My character’s default is to feel persecuted and get angry at such events. In my more enlightened state, I still feel these things and even express them to a point. I watch though, and do what I can to keep it minimal. I typically try to zoom out, seeing life from a broader perspective until such events appear small and insignificant.
Oftentimes I imagine that life is screwing with me, introducing cute little stressors for me to deal with. They especially seem to appear during times of relative ease. Oh, your life is a bit too comfortable, you’re due for a challenge Rich, here ya go. Uh, thanks. But this regular introduction of turbulence seems too consistent to be anything but artificial — and once I realize that: poof, I’ve pierced the veil and life’s fiction becomes too obvious to stress over.
Life is unrest — in easy times, boredom — in hard times, stress. Things worsen, things improve. Even if we recognize the cycles, we must participate. Even if we understand the futility of life’s ongoings, we must engage. Ultimately we want to be here, that’s why we play this game, again and again. Life in its entirety is not meaningless, it’s entertainment.
At some point, many of us perceive life with an uncomfortable intensity. And from this, we often end up distressed. But it’s not what’s happening around us that’s the problem, it’s the degree that we let life affect us.

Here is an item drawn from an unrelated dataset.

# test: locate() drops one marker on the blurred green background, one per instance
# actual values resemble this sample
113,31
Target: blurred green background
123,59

Imagine you’re in a theater watching a horror movie, and it gets to the scariest part, and you’re starting to freak out — so much so, that you decide it’s time to relax, but you can’t leave or look away — what do you do?

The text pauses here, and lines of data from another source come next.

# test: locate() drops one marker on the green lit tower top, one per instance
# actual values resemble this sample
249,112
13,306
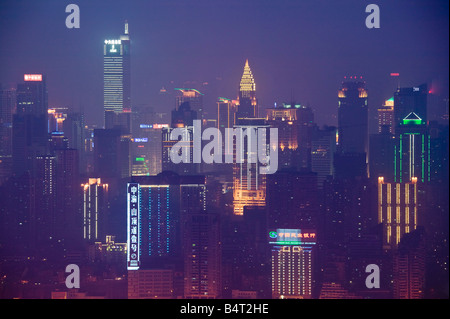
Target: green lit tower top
116,73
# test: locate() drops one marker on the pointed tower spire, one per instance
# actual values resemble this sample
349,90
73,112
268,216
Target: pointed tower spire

One option is to expand your perspective: instead of placing your point of view within the movie, notice that you’re actually in a theater, watching a movie intended for entertainment purposes, made by actors wearing costumes, using fake blood and movie props, reciting lines written by some writer, shot with a camera, now projected on a large screen, with flashing patterns of colored light.
Your original perspective had you feeling as though you were actually in the movie, living the life of the character, but this wasn’t true. The more truthful perspective is as an observer in the theater — and this realization is the remedy to your anxiety.
Upon the wheel, we mold our life of clay, shaping our ideal. Not believing in dire consequences, we maintain an attitude of play. Tweaking our design, what doesn’t work, we try again — or at a different time, serenely moving to another facet. And when perfection eludes, we accept our medium’s inherent traits. Bending and manipulating only until we sense the strain, ceasing before a crack. Our goal, not the final product, but the enjoyment derived while sculpting.
When we want things to be a certain way, and they won’t budge, but we keep pushing — we develop stress and dissatisfaction.
To relieve this stress and obtain satisfaction, stop pushing when something shows itself to be unmovable, then accept its position.
How do we know an object is currently unmovable or whether we just need to try harder? Measure it by the levels of strain and discontentment the pushing produces. If the effort is an enjoyable challenge, keep pushing, otherwise stop.